今後は、システムのセキュリティ対策と監視体制を強化し、再発防止を図るとのこと。クレジットカード決済の再開日については、後日Webサイトで告知するとしている。

NECの無線LANルータ「Aterm」シリーズに脆弱性

NECプラットフォームズの無線LANルータ「Aterm」シリーズの多くで、脆弱性が明らかになった。対象機種とファームウェアバージョンは以下の通り。
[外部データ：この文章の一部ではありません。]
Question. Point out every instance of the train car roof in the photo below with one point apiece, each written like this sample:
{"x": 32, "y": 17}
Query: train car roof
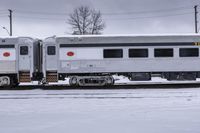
{"x": 103, "y": 39}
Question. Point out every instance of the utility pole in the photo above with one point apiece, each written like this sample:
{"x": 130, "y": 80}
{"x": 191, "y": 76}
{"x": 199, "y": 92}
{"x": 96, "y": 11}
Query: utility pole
{"x": 10, "y": 17}
{"x": 196, "y": 19}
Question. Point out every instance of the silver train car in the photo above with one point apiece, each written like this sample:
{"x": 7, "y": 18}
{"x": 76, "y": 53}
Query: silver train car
{"x": 92, "y": 60}
{"x": 20, "y": 60}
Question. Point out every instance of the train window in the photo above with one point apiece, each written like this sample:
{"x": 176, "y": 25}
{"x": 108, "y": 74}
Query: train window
{"x": 138, "y": 53}
{"x": 51, "y": 50}
{"x": 113, "y": 53}
{"x": 188, "y": 52}
{"x": 168, "y": 52}
{"x": 24, "y": 50}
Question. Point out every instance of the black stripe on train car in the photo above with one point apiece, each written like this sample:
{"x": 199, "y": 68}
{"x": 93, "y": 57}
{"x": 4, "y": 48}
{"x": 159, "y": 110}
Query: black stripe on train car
{"x": 126, "y": 44}
{"x": 7, "y": 46}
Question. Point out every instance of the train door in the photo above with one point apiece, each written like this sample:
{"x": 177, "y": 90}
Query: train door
{"x": 51, "y": 64}
{"x": 24, "y": 63}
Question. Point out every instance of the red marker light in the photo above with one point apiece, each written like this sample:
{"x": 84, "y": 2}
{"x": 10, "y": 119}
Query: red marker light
{"x": 70, "y": 53}
{"x": 6, "y": 54}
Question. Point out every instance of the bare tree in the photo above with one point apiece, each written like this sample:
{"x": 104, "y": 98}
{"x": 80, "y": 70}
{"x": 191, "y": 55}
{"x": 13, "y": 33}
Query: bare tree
{"x": 86, "y": 21}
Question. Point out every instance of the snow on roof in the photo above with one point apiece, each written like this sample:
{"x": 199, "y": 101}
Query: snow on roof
{"x": 127, "y": 35}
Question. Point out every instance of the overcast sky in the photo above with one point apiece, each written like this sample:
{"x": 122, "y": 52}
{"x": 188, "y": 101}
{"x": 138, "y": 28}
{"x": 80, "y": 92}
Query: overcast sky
{"x": 44, "y": 18}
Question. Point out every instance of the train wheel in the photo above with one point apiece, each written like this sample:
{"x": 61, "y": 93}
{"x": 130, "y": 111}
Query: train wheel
{"x": 109, "y": 81}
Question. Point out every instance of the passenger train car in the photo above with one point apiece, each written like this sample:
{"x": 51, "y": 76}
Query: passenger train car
{"x": 92, "y": 60}
{"x": 20, "y": 60}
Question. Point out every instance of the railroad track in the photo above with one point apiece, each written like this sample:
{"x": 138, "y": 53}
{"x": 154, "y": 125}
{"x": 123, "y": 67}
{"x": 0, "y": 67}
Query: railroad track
{"x": 149, "y": 85}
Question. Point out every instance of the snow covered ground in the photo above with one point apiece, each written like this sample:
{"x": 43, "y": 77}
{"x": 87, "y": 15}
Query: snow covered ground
{"x": 100, "y": 111}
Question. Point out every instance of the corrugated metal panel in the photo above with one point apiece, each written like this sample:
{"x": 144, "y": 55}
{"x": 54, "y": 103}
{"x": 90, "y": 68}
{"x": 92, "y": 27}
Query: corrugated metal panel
{"x": 7, "y": 66}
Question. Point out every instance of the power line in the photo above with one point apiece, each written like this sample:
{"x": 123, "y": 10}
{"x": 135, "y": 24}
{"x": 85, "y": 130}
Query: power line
{"x": 108, "y": 14}
{"x": 149, "y": 11}
{"x": 159, "y": 16}
{"x": 28, "y": 17}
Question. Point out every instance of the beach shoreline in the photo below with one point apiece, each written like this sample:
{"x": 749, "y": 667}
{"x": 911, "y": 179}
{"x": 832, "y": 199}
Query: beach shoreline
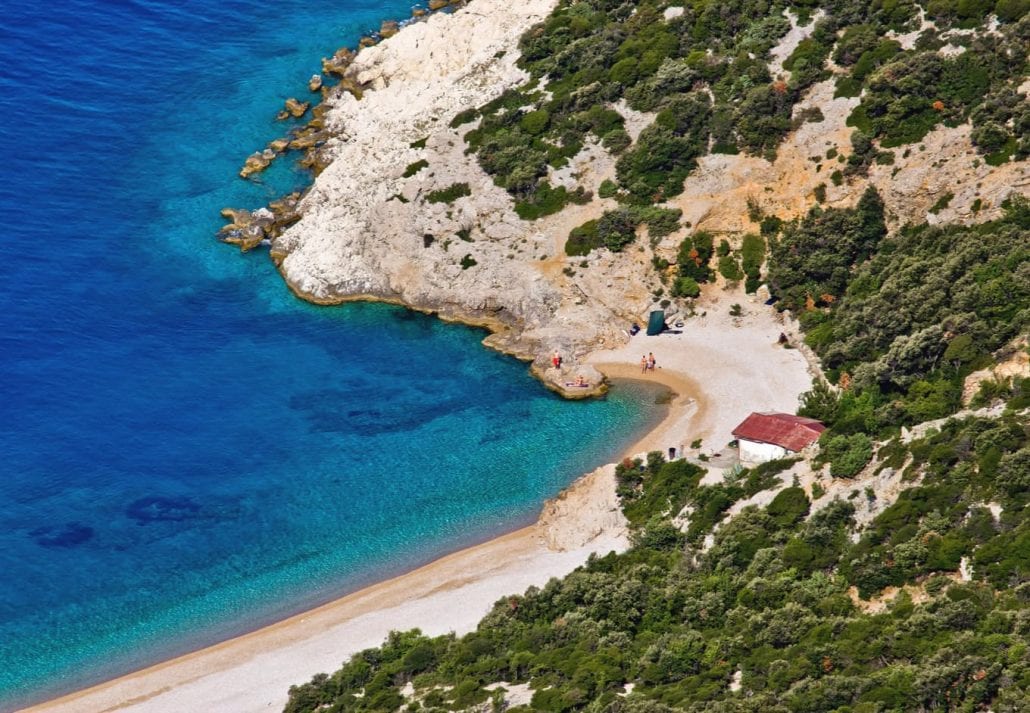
{"x": 450, "y": 595}
{"x": 253, "y": 671}
{"x": 718, "y": 369}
  • Aterm WF1200CR ファームウェア Ver1.3.2以前
  • Aterm WG1200CR ファームウェア Ver1.3.3以前
  • Aterm WG2600HS ファームウェア Ver1.5.1以前
  • Aterm WX3000HP ファームウェア Ver1.1.2以前
  • Aterm WG1900HP2 ファームウェア Ver.1.3.1以前
  • Aterm WG1900HP ファームウェア Ver.2.5.1以前
  • Aterm WG1800HP4 ファームウェア Ver.1.3.1以前
  • Aterm WG1800HP3 ファームウェア Ver.1.5.1以前
  • Aterm WG1200HS3 ファームウェア Ver.1.1.2以前
  • Aterm WG1200HS2 ファームウェア Ver.2.5.0以前
  • Aterm WG1200HP3 ファームウェア Ver.1.3.1以前
  • Aterm WG1200HP2 ファームウェア Ver.2.5.0以前
  • Aterm W1200EX ファームウェア Ver.1.3.1以前
  • Aterm W1200EX-MS ファームウェア Ver.1.3.1以前
  • Aterm WG1200HS
  • Aterm WG1200HP
  • Aterm WF800HP
  • Aterm WF300HP2
  • Aterm WR8165N
  • Aterm W500P
  • Aterm W300P

脆弱性は機種によって異なるが、Aterm WF1200CR・WG1200CR・WG2600HSがOSコマンドインジェクション、Aterm WG2600HSがクロスサイトスクリプティング、Aterm WG2600HS・WX3000HPがアクセス制限不備。これらの製品は最新版ファームウェアの適用によって対策可能。

そのほかの機種が抱える脆弱性はOSコマンドインジェクションで、Aterm WG1200HS3のみクロスサイトスクリプティングの脆弱性が存在する。

WG1900HP2、WG1900HP、WG1800HP4、WG1200HS3、WG1200HS2、WG1200HP3、WG1200HP2、W1200EX、W1200EX-MSについては、対策済みの最新ファームウェアを提供済み。WG1800HP3の対策済みファームウェアは後日提供予定。

WG1200HS、WG1200HP、WF800HP、WF300HP2、WR8165N、W500P、W300Pについては、新しいファームウェアの提供予定はない。クイック設定Webの管理者パスワードとWi-Fiの暗号キーを複雑なものに変更することや、UPnP機能の無効化などが対策となる。また、Webサイトにアクセスする場合はお気に入りからアクセスすること、クイック設定Webを開いた場合は終了後にブラウザを閉じること、ブラウザに保存済みの情報を削除すること。これらを徹底することも対策となる。

auを騙るフィッシングメール

4月9日の時点で、auを騙るフィッシングメールが拡散しており、フィッシングサイトが稼働中だ。メール件名の一例は以下。

  • 【重要:必ずお読みください】auoneの会員専用WEBサービス「au ID」

フィッシングメールには、「au IDの利用規約に違反している」「アカウントが停止する」などと記載。アカウントを再開するためとしてリンクをクリックさせようとする。誘導先は公式サイトを模倣したフィッシングサイトだ。

もしアクセスしてしまっても、重要な情報は入力しないこと。ユーザーページへのログインが必要な場合は、ブラウザのブックマークや検索サイトから公式サイトへ飛び、そこからログインページへたどるようにしたい。また、類似のフィッシングサイト公開の可能性もあるので注意すること。